Viridity Energy, the startup that’s been building “virtual power plants” for customers in the United States, has just raised $15 million from Japanese conglomerate and big green investor Mitsui & Co. It looks like a trans-Pacific partnership that could open up markets to both companies.
The Series C round comes on top of a $14 million round in January 2011 and $10 million previously, as well as millions in state grants and investment, to bring total funds raised to about $40 million. Previous investors include Braemar Energy Ventures and Intel Capital.
As for Mitsui, it’s taking a board seat and hopes to see the investment “further internationalize” its “Smart Green Information Technology” line of business, which includes smart grid IT services, renewable energy development and CO2 mitigation, according to Tuesday’s release.
“Mitsui’s very interested in taking Viridity’s V-Power platform and developing businesses based on that capability, both in domestic markets and internationally,” Viridity CEO Audrey Zibelman said in a Tuesday interview. While she wouldn’t name any projects the two might be working on, she said targets could include dynamic load management for various industry sectors, as well as energy storage integration.
It will be interesting to see how Mitsui puts Viridity’s technology to work, particularly in Japan. The country is facing an epochal power crisis in the wake of the Fukushima disaster and nationwide nuclear power shutdown, and has started investing heavily in smart grid, renewables, efficiency and energy storage as a result.

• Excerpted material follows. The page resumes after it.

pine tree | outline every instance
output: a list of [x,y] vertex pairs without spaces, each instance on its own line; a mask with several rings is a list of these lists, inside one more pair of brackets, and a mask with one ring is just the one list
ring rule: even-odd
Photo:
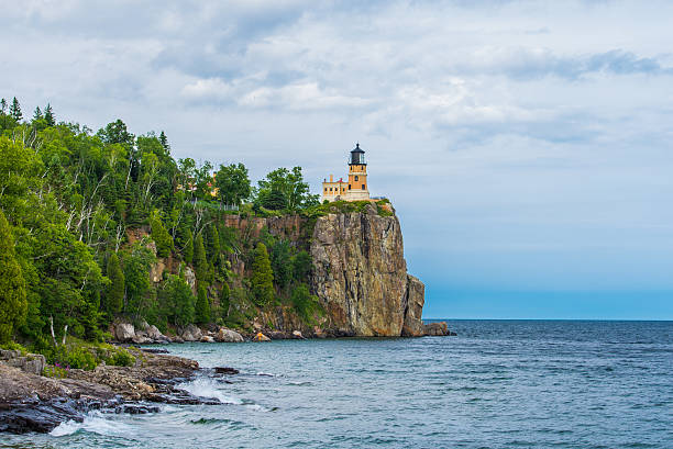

Mitsui is taking part in that effort, joining such partners as Toshiba, Fuji Electric, Hitachi, Panasonic, General Electric and Accenture in a series of Smart City Projects being built across Japan. Last summer’s peak power crisis forced businesses in Tokyo to shut off air conditioners and power down data centers, making power-balancing capabilities like those Viridity promises seem very worth the investment.
Founded in 2008, the Philadelphia-based company is commercializing technology that turns offices, factories, train systems and other big power users into virtual power plants. On the building side, Viridity says its software can interface with building and energy management systems to fine-tune power loads like HVAC and lights to use less electricity when prices are high, such as during peak afternoons.